Mary Oliver wrote in her poem “The Summer Day” some of her most quoted lines: “Tell me, what is it you plan to do / with your wild and precious life?”
Restore a prairie? Photograph bumblebees? Stroll the trails and help visitors? Pull weeds in Longenecker Gardens or Curtis Prairie? Answer the telephone and greet visitors at the reception desk? Catalogue archival materials? Maintain trails in Greene Prairie? Volunteers chose to do all of these things and more with their precious time, preserving a bit of wild for themselves and so many others. In many ways, volunteers make the Arboretum what it is. Here is a snapshot of contributions in 2018.
Nine hundred and twenty-eight people dedicated a portion of their lives to the Arboretum as volunteers. Collectively, they contributed 8,800 hours, working collaboratively with employees in land care, education, research, visitor services, and administration.
Restoration work engages the most volunteers, year after year, and 2018 was no exception. Forty-five percent of volunteers got involved with restoring prairies, oak savannas, and wetlands. Volunteers from 28 different campus and community organizations removed 106 large garbage bags of herbaceous invasive plants from seven different sites, completed brush removal at one of two kettle holes in the Northwest Grady Tract, and accomplished so much more.
At the visitor center, receptionists and bookstore clerks welcomed and educated visitors of all ages. Together they contributed 2,134 hours, greeted more than 33,000 people, and handled queries from routine to extraordinary. Receptionists fielded calls from area residents letting us know that “our” turkeys had escaped, asking us to retrieve them from the caller’s backyard. They handled reports of “drunk” coyotes in the prairie, which offered opportunities to explain the Urban Canid Project that uses the Arboretum as a research site. And they talked out-of-town visitors through the steps of getting here from all directions.

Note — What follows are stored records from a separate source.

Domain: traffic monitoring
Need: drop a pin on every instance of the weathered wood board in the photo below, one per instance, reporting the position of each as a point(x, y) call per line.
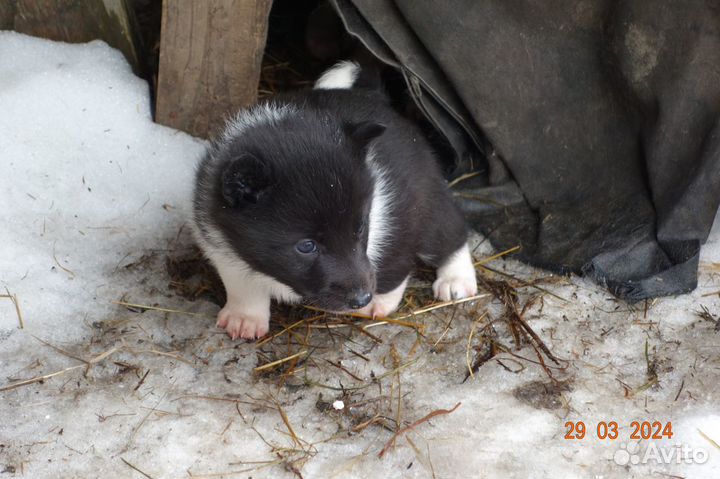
point(210, 59)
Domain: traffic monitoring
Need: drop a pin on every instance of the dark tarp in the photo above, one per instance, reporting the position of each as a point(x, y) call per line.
point(593, 124)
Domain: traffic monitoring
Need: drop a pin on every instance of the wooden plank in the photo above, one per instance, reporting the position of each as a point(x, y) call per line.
point(79, 21)
point(210, 60)
point(7, 14)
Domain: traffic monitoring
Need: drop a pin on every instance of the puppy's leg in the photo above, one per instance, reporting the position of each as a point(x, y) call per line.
point(446, 249)
point(247, 310)
point(384, 304)
point(456, 276)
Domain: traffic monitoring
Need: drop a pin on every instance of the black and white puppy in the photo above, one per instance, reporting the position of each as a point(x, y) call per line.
point(327, 196)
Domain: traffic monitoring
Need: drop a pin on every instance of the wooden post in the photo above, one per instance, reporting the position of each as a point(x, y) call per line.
point(76, 22)
point(210, 59)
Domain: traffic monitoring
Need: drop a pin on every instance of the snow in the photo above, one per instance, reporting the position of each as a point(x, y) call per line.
point(94, 196)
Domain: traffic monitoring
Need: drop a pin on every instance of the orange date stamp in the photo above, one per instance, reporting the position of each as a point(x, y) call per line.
point(575, 430)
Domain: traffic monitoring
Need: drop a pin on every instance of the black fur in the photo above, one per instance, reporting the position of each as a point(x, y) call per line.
point(306, 177)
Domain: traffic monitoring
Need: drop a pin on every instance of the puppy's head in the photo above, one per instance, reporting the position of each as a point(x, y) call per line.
point(292, 199)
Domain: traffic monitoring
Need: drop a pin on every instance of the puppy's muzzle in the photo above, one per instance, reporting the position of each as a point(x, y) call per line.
point(358, 299)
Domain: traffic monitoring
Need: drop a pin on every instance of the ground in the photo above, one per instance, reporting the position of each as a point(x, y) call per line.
point(110, 364)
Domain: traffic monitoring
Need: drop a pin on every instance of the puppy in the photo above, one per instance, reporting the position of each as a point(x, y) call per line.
point(328, 197)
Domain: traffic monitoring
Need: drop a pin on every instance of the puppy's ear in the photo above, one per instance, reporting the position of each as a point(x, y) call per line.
point(244, 180)
point(363, 132)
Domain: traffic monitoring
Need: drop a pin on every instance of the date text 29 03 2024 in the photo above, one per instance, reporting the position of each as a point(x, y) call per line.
point(610, 430)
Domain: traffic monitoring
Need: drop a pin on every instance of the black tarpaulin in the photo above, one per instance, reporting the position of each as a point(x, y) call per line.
point(592, 125)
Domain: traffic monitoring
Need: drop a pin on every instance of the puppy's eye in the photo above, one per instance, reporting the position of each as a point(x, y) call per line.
point(306, 246)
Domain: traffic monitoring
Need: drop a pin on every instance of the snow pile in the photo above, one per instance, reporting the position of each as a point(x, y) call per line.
point(94, 197)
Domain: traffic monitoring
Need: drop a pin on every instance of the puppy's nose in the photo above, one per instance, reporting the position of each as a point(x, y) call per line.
point(358, 299)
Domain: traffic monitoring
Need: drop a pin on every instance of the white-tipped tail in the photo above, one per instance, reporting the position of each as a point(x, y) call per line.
point(341, 76)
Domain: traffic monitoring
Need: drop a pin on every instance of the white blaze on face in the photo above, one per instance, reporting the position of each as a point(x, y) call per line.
point(342, 76)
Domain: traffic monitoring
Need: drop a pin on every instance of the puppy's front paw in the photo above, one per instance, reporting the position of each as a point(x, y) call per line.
point(380, 307)
point(454, 287)
point(240, 324)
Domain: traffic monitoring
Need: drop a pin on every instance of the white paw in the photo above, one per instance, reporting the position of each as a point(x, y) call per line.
point(240, 324)
point(383, 305)
point(454, 287)
point(380, 307)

Visitor Service Coordinator Katie Pfankuch expressed her admiration: “I have been impressed with how willing and eager all of our receptionists and bookstore clerks have been. They really like being involved and provide an excellent experience for guests.”
The chart below shows the number of hours volunteers spent in different activities, though the categories don’t fully capture the range of endeavors.
Some volunteers in the “other” category tended the bluebird trail, established in 1988 by Sylvia Marek, who has also been its primary caretaker. Nearly 700 bluebirds have fledged from the boxes on this trail since its inception. Volunteers in “research assistance” monitored populations of dragonflies, bumblebees, birds, orchids, and jumping worms. And in “education” five young African leaders who visited Madison as Mandela-Washington Fellows, spent a morning working with children at Earth Focus Day Camp.
Volunteers even improve the ground beneath visitors’ feet. Ranger Stephanie Petersen, assistant rangers, and six volunteer groups upgraded many trail segments, including a popular footpath through Curtis Prairie, which was washed out by the epic August rainfall, and the highly eroded route from Arboretum Drive to Skunk Cabbage Bridge.
Longenecker Gardens volunteers – Friday regulars as well as one-time service groups and independent volunteers – were so effective weeding and mulching in the main horticultural collection that they extended their work to areas around the Duck Pond and along Manitou Way, clearing weeds away from the long-hidden stonework.
The volunteers and employees who worked outdoors accomplished so much despite record rainfall, flooding, and mosquitoes. Special kudos to those hearty volunteers.
All who gave part of themselves, a bit of their precious lives, to the Arboretum and its mission deserve appreciation and recognition. Thank you, one and all.
If you did not volunteer but wish to, Mary Oliver again has words of wisdom:
Well, there is time left –
fields everywhere invite you into them.
Openings abound to engage and deepen your connection. 2019 is full of promise, as old and new volunteer opportunities await.